Award Abstract # 2425651
Incubating the Use of Artificial Intelligence for Conducting High-Quality Research Syntheses

NSF Org: DRL
Division of Research on Learning in Formal and Informal Settings (DRL)
Recipient: AMERICAN INSTITUTES FOR RESEARCH IN THE BEHAVIORAL SCIENCES
Initial Amendment Date: September 3, 2024
Latest Amendment Date: September 3, 2024
Award Number: 2425651
Award Instrument: Standard Grant
Program Manager: Robert Ochsendorf
rochsend@nsf.gov
 (703)292-2760
DRL
 Division of Research on Learning in Formal and Informal Settings (DRL)
EDU
 Directorate for STEM Education
Start Date: October 1, 2024
End Date: September 30, 2026 (Estimated)
Total Intended Award Amount: $499,928.00
Total Awarded Amount to Date: $499,928.00
Funds Obligated to Date: FY 2024 = $499,928.00
History of Investigator:
  • Joshua Polanin (Principal Investigator)
    jpolanin@air.org
  • Beth Plale (Co-Principal Investigator)
  • David Miller (Co-Principal Investigator)
  • Ruhan Circi (Co-Principal Investigator)
  • TIANJING LI (Co-Principal Investigator)
Recipient Sponsored Research Office: American Institutes for Research in the Behavioral Sciences
1400 CRYSTAL DR FL 10
ARLINGTON
VA  US  22202-3289
(202)403-5585
Sponsor Congressional District: 08
Primary Place of Performance: American Institutes for Research in the Behavioral Sciences
1400 CRYSTAL DR FL 10
ARLINGTON
VA  US  22202-3289
Primary Place of Performance
Congressional District:
08
Unique Entity Identifier (UEI): MCN6J5L6M3T4
Parent UEI:
NSF Program(s): Accelerating Discovery in Ed,
Discovery Research K-12
Primary Program Source: 4082PYXXDB NSF TRUST FUND
04002425DB NSF STEM Education
Program Reference Code(s): 8212, 8817
Program Element Code(s): 152Y00, 764500
Award Agency Code: 4900
Fund Agency Code: 4900
Assistance Listing Number(s): 47.076

ABSTRACT

Staying up to date on new research findings is an increasingly daunting task for researchers, with scientific literature doubling roughly every 15 to 20 years. Synthesis researchers, too, face growing resource constraints as the size of extant literatures grow. To help mitigate associated challenges, this project will build the foundation and collaborations for using the latest advances in Artificial Intelligence (AI) to transform research synthesis in STEM education. This project tackles a critical bottleneck in how science, technology, engineering, and mathematics (STEM) education researchers can build on each other?s work. AI can serve as a powerful assistant to human researchers, helping by automating some of the mundane, repetitive tasks of synthesizing vast amounts of academic literature. Human content experts can then spend more time in interpreting knowledge, while also serving as a vital ?human in the loop? to uphold trustworthiness and ethical standards in validating the output of AI-based tools. This infrastructure will transform the speed and scale of research syntheses, while also democratizing access to the resources needed to conduct high-quality syntheses and spurring advances in broader researcher ecosystems.

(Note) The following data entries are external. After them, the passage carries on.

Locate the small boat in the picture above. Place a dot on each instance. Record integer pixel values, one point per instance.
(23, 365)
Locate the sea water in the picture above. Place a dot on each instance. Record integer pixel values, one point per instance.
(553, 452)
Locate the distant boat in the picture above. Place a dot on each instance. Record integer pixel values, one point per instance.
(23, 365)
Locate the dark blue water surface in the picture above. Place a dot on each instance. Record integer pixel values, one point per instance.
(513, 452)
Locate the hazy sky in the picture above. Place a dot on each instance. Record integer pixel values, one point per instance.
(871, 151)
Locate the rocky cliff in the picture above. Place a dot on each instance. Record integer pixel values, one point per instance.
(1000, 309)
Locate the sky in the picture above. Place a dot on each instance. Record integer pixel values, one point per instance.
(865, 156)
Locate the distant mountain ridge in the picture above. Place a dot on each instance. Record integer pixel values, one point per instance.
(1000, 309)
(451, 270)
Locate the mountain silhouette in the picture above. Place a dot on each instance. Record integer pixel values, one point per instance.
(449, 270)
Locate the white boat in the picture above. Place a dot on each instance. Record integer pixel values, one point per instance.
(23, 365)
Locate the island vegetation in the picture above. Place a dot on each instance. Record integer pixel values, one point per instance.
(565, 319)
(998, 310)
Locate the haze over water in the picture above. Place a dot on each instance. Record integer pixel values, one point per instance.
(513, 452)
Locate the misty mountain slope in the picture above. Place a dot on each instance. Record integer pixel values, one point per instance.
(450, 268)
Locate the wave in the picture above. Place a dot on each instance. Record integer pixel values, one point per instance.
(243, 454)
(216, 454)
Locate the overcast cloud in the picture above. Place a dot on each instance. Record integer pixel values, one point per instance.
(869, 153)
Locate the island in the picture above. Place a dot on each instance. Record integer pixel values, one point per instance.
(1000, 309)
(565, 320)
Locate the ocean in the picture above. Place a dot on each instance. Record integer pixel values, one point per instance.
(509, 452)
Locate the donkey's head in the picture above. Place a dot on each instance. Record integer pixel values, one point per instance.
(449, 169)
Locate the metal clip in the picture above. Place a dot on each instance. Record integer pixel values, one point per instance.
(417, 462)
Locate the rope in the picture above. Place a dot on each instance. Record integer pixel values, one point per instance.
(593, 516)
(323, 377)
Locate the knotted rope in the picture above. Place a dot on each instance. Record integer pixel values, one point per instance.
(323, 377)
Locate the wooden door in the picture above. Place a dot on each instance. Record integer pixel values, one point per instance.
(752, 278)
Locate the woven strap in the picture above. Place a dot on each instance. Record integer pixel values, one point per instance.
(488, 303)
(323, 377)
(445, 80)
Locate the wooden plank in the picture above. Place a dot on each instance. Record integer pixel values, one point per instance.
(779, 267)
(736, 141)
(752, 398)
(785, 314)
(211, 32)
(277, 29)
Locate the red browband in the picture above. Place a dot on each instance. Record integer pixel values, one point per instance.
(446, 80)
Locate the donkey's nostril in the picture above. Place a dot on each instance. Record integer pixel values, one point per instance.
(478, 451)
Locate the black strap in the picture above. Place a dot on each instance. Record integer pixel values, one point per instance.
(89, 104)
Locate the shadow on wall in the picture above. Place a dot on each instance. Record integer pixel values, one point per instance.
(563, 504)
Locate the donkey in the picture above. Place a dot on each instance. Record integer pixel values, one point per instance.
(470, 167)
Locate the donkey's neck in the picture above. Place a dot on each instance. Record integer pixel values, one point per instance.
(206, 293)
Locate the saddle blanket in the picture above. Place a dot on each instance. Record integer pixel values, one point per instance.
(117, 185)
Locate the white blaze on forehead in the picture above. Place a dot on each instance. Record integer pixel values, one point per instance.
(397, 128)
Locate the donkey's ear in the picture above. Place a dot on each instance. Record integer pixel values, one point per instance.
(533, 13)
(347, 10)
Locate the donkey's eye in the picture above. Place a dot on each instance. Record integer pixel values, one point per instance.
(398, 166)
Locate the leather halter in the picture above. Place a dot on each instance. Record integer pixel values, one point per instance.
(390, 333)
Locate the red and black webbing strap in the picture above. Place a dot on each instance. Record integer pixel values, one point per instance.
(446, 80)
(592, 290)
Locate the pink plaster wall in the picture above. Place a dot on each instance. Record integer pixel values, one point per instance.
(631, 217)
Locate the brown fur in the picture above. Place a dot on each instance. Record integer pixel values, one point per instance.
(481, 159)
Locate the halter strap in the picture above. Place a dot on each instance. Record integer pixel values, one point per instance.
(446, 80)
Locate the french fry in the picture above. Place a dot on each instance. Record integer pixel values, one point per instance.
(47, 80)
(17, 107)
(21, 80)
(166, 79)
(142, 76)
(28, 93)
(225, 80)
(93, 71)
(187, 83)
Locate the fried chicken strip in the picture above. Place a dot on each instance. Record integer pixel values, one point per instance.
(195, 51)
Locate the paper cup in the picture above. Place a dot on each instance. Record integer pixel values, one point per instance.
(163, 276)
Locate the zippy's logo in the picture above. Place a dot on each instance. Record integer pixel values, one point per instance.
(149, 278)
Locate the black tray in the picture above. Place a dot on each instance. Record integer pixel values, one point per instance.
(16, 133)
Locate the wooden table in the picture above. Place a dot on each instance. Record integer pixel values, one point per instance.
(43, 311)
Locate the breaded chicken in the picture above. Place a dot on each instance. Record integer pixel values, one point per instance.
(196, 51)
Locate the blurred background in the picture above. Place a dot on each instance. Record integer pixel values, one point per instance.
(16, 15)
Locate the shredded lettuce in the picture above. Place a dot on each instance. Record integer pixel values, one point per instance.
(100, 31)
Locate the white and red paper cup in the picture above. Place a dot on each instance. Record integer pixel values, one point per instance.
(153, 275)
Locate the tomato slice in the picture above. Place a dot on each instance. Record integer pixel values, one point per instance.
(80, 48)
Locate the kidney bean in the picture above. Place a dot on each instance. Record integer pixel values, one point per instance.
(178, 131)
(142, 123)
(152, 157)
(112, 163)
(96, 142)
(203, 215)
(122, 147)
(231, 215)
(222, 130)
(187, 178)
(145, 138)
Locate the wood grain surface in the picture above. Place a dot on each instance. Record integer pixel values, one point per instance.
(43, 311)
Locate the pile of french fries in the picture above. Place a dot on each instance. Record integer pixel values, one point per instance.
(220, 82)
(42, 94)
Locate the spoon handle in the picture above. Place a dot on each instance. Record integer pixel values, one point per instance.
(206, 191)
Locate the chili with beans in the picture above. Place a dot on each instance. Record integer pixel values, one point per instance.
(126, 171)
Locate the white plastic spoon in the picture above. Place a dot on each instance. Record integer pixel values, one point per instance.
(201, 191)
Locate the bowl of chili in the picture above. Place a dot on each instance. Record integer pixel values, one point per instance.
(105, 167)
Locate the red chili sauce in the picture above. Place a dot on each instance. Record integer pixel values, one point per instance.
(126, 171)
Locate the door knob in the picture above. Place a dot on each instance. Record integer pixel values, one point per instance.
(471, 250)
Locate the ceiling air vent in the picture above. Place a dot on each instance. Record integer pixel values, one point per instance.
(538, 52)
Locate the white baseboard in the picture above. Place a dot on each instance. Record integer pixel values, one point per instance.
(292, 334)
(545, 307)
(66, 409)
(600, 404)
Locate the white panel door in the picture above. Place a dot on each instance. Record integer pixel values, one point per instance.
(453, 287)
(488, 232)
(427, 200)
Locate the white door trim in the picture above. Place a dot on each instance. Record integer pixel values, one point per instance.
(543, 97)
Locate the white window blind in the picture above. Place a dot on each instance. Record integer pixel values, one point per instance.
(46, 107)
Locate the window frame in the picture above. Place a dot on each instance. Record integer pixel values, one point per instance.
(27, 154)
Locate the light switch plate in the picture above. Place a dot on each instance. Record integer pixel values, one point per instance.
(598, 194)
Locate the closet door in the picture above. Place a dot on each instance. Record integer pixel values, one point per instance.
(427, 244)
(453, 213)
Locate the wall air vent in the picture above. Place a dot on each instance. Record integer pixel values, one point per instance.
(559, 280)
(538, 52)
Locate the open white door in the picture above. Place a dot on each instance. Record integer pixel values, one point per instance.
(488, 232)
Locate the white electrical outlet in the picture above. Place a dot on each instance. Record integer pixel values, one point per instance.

This Midscale Research Infrastructure Incubator will develop new interdisciplinary collaborations across synthesis methodologists, AI researchers, software developers and engineers, and STEM education researchers. The Incubator team will craft a consensus plan for infrastructure development through a structured process within three working groups: (1) evaluating and comparing existing AI tools, (2) creating open-source technical architectures, and (3) developing applications for STEM education researchers. This project intends to work toward an integrative, community-based, and ethical vision that leverages and significantly expands on related existing efforts that are presently disjointed. The NSF-funded and freely available MetaReviewer platform will serve as the team?s guiding focus for integration. The incubator team will also continue to seek additional partnerships that could benefit through shared open-source code and tools.

This project is supported through a partnership with the Bill & Melinda Gates Foundation, Schmidt Futures, and the Walton Family Foundation. Funding is also provided by the Discovery Research preK-12 program (DRK-12) program. The Discovery Research preK-12 program (DRK-12) is an applied research program that seeks to significantly enhance the learning and teaching of science, technology, engineering, and mathematics (STEM) by preK-12 students and teachers. Projects in the DRK-12 program build on fundamental research in STEM education and prior research and development efforts that provide theoretical and empirical justification for funded projects.

This award reflects NSF's statutory mission and has been deemed worthy of support through evaluation using the Foundation's intellectual merit and broader impacts review criteria.